People are pointing out that you are being a terrible friend to this poor woman. You don't seem very concerned about her welfare and she must be really suffering. Her husband is behaving hideously towards her and you are just 'oh well, mustn't judge.' No one is telling you to shout at him, so get off your high horse. People are just amazed that you show so little compassion towards a woman who is being kicked hard in the teeth.

Yes her husband is upset and yes relationships end, not always well, but it was his choice. He is an adult not a child. And you still don't answer why he can't go and live with the young, pretty, police-coy OW with the wonderful figure.

Why can't you tell him that it is an unacceptable way to treat his wife and tell her it's an unacceptable situation and she shouldn't have to put up with it?

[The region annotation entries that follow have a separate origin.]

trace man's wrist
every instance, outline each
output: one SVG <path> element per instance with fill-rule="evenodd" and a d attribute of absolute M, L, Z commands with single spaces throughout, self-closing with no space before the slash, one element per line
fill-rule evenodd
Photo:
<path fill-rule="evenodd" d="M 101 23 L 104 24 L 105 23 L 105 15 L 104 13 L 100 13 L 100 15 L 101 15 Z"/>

I'm sorry, but it seems fair to question what sort of a friend you are.

BelleBelicious · 06/04/2011 13:39

ike1 - Exactly

My friend recently cut up his grandmother and buried her in the garden. The police are looking for him, but he's had it tough over the years and sometimes his Gran was a bit annoying. How can I help him through this difficult time? My Gran was murdered too, but I know these things happen and I don't want to be judgemental at the moment.

I'd let him hide out in my house, but unfortunately it's being renovated at the moment.